Brandneues

Mora mora – Take it easy

Hectic, stress and urgent appointments: In Madagascar you can leave all this behind you. Time is of no use here outside the cities. “Mora mora” is often the first thing you hear as a traveller in Madagascar – often at the visa counter. It means “slow, slow” or “take it easy” and reflects briefly and concisely the attitude to life of most Madagascans. Everything takes time, you don’t rush, and something rarely happens quickly. One comes to appointments a little later than announced, and in the countryside there are often no clocks at all, whose time one could have in mind. Busses, especially Taxibrousse, also tend to follow the existing timetables rather laxly. Delays are more the rule than the exception, even on flights. Room bookings are sometimes lost because nobody has written them down. And it’s a little messy here and there. Most Madagascans accept this with a deep serenity. If something doesn’t work as planned, you just wait for the next opportunity. As a traveller, this attitude to life can easily be confused with indifference. It seems that many Madagascans don’t care about problems – they usually do. In Madagascar, people just take a lot more time to get to grips with things. Haste and hustle do not exist here.

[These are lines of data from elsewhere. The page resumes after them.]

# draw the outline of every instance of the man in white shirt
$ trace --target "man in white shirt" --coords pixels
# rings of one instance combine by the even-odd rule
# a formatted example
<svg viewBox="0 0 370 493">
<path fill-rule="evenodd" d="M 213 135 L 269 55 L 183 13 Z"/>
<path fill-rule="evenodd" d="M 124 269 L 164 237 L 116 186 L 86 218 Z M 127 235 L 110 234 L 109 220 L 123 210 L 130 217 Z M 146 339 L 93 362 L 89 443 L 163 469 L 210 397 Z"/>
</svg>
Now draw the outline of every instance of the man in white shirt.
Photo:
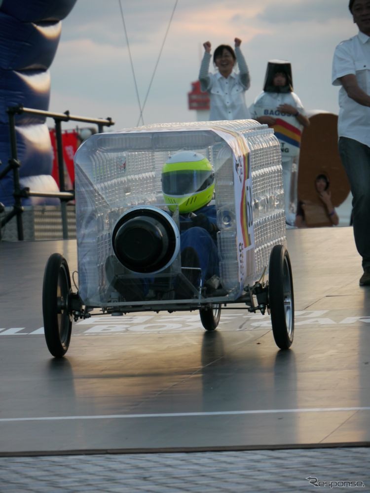
<svg viewBox="0 0 370 493">
<path fill-rule="evenodd" d="M 362 257 L 361 286 L 370 285 L 370 0 L 350 0 L 359 34 L 340 43 L 332 83 L 340 85 L 338 148 L 353 195 L 353 232 Z"/>
</svg>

Merina-FrauIn rural areas, this timelessness and patience has its origins primarily in the fact that a large part of the Malagasy population has to live without electricity. People get up with the sun and go to sleep at nightfall. There are no distinct seasons due to the proximity to the equator, the sun shines all year round for about 12 hours andit is dark for the other 12 hours. Anything not done by evening will be postponed until tomorrow. Only in cities, hotels or lodges as well as touristically marketed regions there is a nightlife, and the rhythm of life has shifted into the evening hours. Here, as everywhere in the world, appointments are made – and usually kept. But also in urban space Mora mora dominates life as an omnipresent mantra: Everything takes time. Patience and forbearance are therefore good companions in Madagascar.

So if you are a punctuality fanatic and mutate into a choleric if something goes wrong as planned, Madagascar is the wrong destination for you. But anyone who gets involved with the country and its people will appreciate the timelessness and the incredible patience of the Madagascans. Because there is a good solution for almost everything in Madagascar – but not immediately.